Video games designed & developed by ACU students published on large gaming platform


ABILENE, Texas (KTAB/KRBC) – Digital Entertainment and Design students at Abilene Christian University (ACU) are developing video games as soon as they set foot on campus.

Now, their games have been published on Steam, one of the world’s largest online gaming platforms, for the public to play and rate.

Jared Wright, an ACU sophomore, said his first gaming experience came when he was just 9 years old when his brothers gave him a hand-me-down Gameboy Color with a Pokemon game.

He has been playing video games ever since, falling in love with the immersive stories, which piqued his interest about turning it into a career.

Wright created the game “Melo,” where you are playing as a marshmallow trying to save his family from fire monsters.

Screenshot of Melo, courtesy of Jared Wright

His classmate Ben Briggs also grew up playing video games, and said it was the friendships he made playing Halo on the Xbox that got him hooked.

“It was naturally what I went to,” Briggs said. “Hang out and play video games.”

Briggs said he made his college choice based on what he did in his free time, which was play video games.

He is the creator of “Wave Player,” a game reminiscent of the arcade game “Joust,” where the goal is to defeat flies and blob monsters with a bow and arrow.

Screenshot of Wave Player, courtesy of Ben Briggs

Both Briggs and Wright found themselves at ACU learning to program, code, and design characters as soon as they set foot on campus.

“I had no idea what I was getting in to,” Briggs said.

Rich Tanner, who taught their introductory class, helped walk them through designing their games over the course of the fall semester.

“Juggling all of the pieces and how things fit together is very doable,” Tanner said. “The tools we use and the engines we teach make it very manageable, but it is still a very monumental task.”

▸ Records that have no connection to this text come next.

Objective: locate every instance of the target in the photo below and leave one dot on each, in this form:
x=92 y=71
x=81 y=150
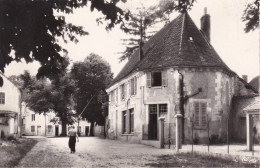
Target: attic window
x=155 y=79
x=191 y=39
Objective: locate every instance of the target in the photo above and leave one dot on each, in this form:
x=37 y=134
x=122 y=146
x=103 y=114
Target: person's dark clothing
x=72 y=143
x=72 y=140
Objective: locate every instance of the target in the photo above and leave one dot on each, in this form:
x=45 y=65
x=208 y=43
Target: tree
x=44 y=96
x=91 y=77
x=140 y=25
x=31 y=29
x=251 y=16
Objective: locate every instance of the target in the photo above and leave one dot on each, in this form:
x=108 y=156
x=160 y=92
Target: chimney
x=244 y=77
x=205 y=24
x=141 y=53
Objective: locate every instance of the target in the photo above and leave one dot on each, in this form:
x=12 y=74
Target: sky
x=239 y=50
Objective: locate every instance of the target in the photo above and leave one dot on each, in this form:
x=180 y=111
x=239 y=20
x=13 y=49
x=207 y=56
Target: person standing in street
x=72 y=139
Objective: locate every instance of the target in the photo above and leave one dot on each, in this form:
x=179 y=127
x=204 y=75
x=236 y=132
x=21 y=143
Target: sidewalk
x=235 y=152
x=234 y=149
x=47 y=154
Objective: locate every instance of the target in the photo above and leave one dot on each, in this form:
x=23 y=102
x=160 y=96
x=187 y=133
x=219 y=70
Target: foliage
x=45 y=96
x=251 y=16
x=91 y=77
x=31 y=30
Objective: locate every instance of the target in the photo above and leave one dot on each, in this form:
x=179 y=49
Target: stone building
x=179 y=71
x=43 y=125
x=10 y=97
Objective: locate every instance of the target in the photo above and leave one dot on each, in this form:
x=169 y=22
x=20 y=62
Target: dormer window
x=156 y=79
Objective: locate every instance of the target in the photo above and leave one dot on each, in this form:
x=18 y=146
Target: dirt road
x=90 y=152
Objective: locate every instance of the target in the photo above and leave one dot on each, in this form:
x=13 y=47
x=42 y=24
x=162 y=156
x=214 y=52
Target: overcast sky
x=239 y=50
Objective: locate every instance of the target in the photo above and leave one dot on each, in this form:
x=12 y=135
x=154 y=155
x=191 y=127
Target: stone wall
x=217 y=92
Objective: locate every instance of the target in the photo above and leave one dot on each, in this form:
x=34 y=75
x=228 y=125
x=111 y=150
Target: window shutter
x=164 y=78
x=125 y=91
x=116 y=95
x=135 y=85
x=203 y=115
x=196 y=114
x=129 y=87
x=148 y=79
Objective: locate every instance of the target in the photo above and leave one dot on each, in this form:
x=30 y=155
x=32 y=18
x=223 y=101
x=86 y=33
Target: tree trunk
x=91 y=129
x=63 y=128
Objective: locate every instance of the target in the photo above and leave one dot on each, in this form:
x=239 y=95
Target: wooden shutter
x=135 y=85
x=130 y=87
x=164 y=78
x=196 y=114
x=116 y=94
x=148 y=79
x=125 y=91
x=203 y=115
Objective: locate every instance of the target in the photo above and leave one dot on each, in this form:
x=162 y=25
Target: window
x=133 y=86
x=131 y=120
x=33 y=117
x=79 y=129
x=123 y=91
x=116 y=94
x=124 y=122
x=2 y=98
x=161 y=108
x=155 y=79
x=49 y=128
x=33 y=128
x=128 y=121
x=112 y=94
x=200 y=115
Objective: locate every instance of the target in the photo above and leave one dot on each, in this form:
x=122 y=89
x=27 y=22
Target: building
x=10 y=97
x=178 y=72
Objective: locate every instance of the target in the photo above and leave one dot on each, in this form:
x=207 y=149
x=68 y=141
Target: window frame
x=2 y=97
x=124 y=124
x=131 y=120
x=200 y=118
x=150 y=79
x=133 y=86
x=155 y=108
x=32 y=128
x=123 y=91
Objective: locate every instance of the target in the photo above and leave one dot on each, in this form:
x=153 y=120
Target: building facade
x=10 y=97
x=178 y=73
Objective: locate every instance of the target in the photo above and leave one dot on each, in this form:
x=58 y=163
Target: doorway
x=152 y=126
x=38 y=130
x=56 y=130
x=86 y=130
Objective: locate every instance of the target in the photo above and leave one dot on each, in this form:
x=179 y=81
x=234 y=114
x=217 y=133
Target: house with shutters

The students are tasked with designing and developing their games within three months, and the best games will be published online.

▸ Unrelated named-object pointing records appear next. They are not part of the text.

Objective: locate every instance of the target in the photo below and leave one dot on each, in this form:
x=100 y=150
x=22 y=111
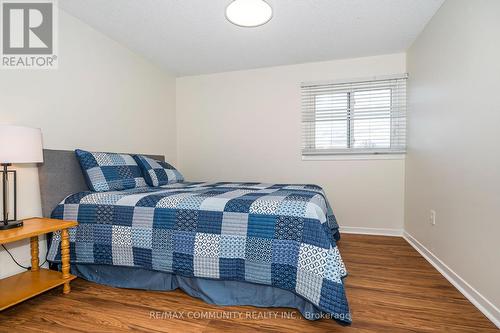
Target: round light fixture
x=249 y=13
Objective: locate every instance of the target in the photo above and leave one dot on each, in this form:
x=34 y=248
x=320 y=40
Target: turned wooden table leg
x=34 y=253
x=65 y=259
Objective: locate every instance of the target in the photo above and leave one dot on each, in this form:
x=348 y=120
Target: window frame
x=309 y=149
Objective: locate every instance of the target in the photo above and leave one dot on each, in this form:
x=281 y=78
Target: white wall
x=102 y=97
x=246 y=126
x=453 y=162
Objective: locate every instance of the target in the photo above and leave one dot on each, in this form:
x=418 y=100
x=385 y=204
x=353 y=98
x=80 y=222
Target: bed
x=267 y=245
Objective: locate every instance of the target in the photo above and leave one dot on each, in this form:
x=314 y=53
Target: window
x=366 y=117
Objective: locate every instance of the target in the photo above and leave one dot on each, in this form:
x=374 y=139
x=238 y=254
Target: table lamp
x=18 y=145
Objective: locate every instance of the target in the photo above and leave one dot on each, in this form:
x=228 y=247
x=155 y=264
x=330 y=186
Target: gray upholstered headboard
x=60 y=175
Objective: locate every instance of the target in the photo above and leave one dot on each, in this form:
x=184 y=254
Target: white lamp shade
x=20 y=144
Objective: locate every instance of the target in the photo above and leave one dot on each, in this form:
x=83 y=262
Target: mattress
x=279 y=235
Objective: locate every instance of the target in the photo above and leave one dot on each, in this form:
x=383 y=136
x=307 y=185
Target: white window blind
x=363 y=117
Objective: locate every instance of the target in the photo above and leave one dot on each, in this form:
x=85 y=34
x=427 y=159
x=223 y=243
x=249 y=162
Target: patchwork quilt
x=279 y=235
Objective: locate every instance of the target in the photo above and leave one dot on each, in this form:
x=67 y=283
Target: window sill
x=347 y=157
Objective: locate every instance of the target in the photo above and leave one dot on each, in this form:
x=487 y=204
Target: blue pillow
x=158 y=173
x=110 y=171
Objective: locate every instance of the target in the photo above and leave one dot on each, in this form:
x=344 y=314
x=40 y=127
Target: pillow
x=158 y=173
x=110 y=171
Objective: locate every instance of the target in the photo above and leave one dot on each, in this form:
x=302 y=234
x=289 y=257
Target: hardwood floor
x=390 y=288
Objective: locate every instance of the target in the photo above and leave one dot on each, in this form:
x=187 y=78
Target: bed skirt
x=211 y=291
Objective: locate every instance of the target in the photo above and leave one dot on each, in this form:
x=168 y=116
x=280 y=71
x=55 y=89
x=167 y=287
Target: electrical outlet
x=432 y=217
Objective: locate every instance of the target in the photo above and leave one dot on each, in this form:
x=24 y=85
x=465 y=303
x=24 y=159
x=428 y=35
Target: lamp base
x=10 y=225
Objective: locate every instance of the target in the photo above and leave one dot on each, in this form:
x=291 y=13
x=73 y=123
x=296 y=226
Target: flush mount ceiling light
x=249 y=13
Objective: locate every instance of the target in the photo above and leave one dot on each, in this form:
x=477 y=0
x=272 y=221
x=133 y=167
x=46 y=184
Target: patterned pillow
x=158 y=173
x=110 y=171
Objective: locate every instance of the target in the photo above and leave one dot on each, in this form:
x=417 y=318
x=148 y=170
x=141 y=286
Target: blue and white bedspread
x=279 y=235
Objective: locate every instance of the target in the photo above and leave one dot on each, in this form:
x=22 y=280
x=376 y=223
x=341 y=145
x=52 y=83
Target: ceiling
x=189 y=37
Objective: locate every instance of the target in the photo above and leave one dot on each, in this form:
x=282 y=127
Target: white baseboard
x=372 y=231
x=479 y=301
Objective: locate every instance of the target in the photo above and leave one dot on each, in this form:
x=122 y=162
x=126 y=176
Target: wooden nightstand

Tanner said he is amazed by how well the students adapt and fine-tune their skills over the course of the semester.

He said it is an impressive feat for them to go from no prior experience to a fully developed, multi-level game.

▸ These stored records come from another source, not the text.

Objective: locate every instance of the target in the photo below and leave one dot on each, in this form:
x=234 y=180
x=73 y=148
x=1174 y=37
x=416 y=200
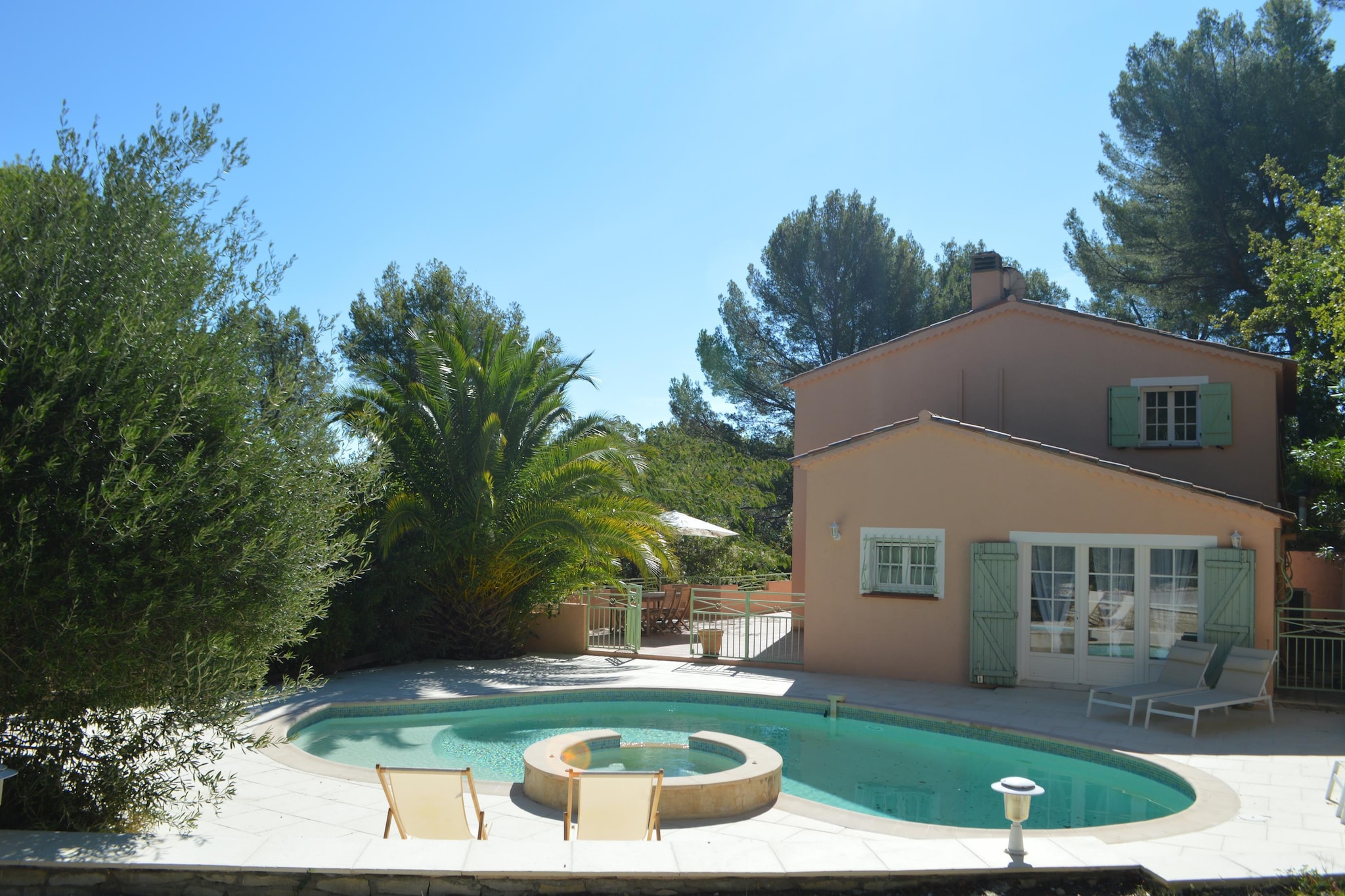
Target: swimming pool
x=873 y=762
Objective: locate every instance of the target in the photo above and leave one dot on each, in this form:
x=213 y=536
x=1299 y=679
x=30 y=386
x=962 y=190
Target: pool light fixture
x=1019 y=793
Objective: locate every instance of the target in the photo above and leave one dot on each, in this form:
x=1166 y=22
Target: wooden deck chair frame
x=1183 y=660
x=674 y=614
x=1247 y=666
x=653 y=826
x=395 y=812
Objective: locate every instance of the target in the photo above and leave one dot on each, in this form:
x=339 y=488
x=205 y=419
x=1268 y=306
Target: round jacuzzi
x=713 y=775
x=876 y=762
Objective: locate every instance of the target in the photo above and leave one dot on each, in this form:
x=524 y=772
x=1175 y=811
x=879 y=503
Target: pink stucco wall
x=1324 y=581
x=978 y=489
x=1043 y=375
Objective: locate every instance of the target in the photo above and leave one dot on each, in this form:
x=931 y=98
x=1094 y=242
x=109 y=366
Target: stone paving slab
x=290 y=820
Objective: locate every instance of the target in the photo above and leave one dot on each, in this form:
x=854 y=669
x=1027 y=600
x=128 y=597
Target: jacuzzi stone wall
x=752 y=785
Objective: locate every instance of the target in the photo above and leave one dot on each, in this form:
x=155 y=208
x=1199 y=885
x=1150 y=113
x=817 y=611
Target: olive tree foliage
x=834 y=280
x=1185 y=186
x=169 y=498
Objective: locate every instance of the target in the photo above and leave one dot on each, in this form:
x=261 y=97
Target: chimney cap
x=986 y=261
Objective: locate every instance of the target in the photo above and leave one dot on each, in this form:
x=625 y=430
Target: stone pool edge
x=1215 y=801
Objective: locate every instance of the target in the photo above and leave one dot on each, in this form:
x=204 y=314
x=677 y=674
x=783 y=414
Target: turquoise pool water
x=876 y=763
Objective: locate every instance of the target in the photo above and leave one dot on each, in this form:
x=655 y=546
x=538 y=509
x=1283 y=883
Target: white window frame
x=1169 y=385
x=873 y=536
x=1168 y=391
x=1074 y=668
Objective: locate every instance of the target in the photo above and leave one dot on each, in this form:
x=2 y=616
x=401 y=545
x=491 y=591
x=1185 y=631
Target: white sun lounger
x=615 y=805
x=430 y=803
x=1245 y=679
x=1184 y=671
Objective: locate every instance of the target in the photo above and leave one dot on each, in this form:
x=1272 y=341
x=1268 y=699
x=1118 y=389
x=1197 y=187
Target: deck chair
x=678 y=605
x=1245 y=679
x=428 y=803
x=615 y=805
x=1184 y=671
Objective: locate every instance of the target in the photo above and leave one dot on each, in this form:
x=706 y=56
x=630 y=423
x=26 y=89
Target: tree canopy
x=1185 y=186
x=378 y=327
x=170 y=503
x=509 y=499
x=834 y=280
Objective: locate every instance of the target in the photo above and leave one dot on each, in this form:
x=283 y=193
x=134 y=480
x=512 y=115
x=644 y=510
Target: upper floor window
x=1172 y=416
x=1183 y=412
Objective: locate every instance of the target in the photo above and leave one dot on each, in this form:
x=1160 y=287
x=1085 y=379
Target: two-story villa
x=1030 y=494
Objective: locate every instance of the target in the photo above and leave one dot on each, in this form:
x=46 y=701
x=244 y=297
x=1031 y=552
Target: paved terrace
x=1261 y=813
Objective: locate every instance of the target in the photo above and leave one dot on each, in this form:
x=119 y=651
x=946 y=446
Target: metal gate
x=612 y=618
x=1312 y=648
x=762 y=626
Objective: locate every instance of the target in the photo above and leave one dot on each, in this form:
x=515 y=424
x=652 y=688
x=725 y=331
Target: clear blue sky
x=607 y=165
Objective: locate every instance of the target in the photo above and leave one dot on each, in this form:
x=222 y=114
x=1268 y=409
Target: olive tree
x=170 y=498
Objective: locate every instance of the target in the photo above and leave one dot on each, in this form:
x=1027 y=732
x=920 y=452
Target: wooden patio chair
x=613 y=805
x=676 y=609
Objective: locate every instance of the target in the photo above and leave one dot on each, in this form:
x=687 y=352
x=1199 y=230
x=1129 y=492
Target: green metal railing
x=762 y=626
x=1312 y=649
x=755 y=582
x=612 y=618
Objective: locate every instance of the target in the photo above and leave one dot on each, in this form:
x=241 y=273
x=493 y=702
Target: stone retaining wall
x=91 y=880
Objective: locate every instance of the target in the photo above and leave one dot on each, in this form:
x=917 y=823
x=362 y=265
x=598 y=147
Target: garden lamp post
x=1019 y=793
x=5 y=774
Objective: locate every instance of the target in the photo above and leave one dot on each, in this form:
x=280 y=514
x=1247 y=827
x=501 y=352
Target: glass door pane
x=1111 y=602
x=1173 y=598
x=1052 y=628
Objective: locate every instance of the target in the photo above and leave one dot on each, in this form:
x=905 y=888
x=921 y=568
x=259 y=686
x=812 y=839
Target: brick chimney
x=986 y=280
x=992 y=281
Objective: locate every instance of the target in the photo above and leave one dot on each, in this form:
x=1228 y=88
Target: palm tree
x=509 y=498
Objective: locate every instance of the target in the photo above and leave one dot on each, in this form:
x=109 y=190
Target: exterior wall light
x=1019 y=793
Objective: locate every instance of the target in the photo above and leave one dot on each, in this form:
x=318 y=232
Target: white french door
x=1105 y=614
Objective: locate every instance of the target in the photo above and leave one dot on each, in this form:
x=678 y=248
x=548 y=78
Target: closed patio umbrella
x=686 y=524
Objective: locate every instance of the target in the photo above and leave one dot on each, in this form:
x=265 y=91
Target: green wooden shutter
x=1124 y=416
x=994 y=613
x=1229 y=612
x=1216 y=414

“It’s one semester, it’s very ambitious,” Tanner said. “Without the help of tutors and YouTube, it may not be possible to do it in a semester.”

Both Wright and Briggs said their games are only the first stepping stone in their game design careers, and both want to pursue making a popular, faith-based game in the future.

“They [players] can step into a little piece of this world you put together, and that is deeply gratifying,” Wright said.

Tanner said that ACU is partnered with Unity, one of the largest game design engines in the world, and that gives their students the opportunity to use professional software early in their careers.

Abilene Christian also ranks in the top 30 in the nation in game design, according to the Princeton Review.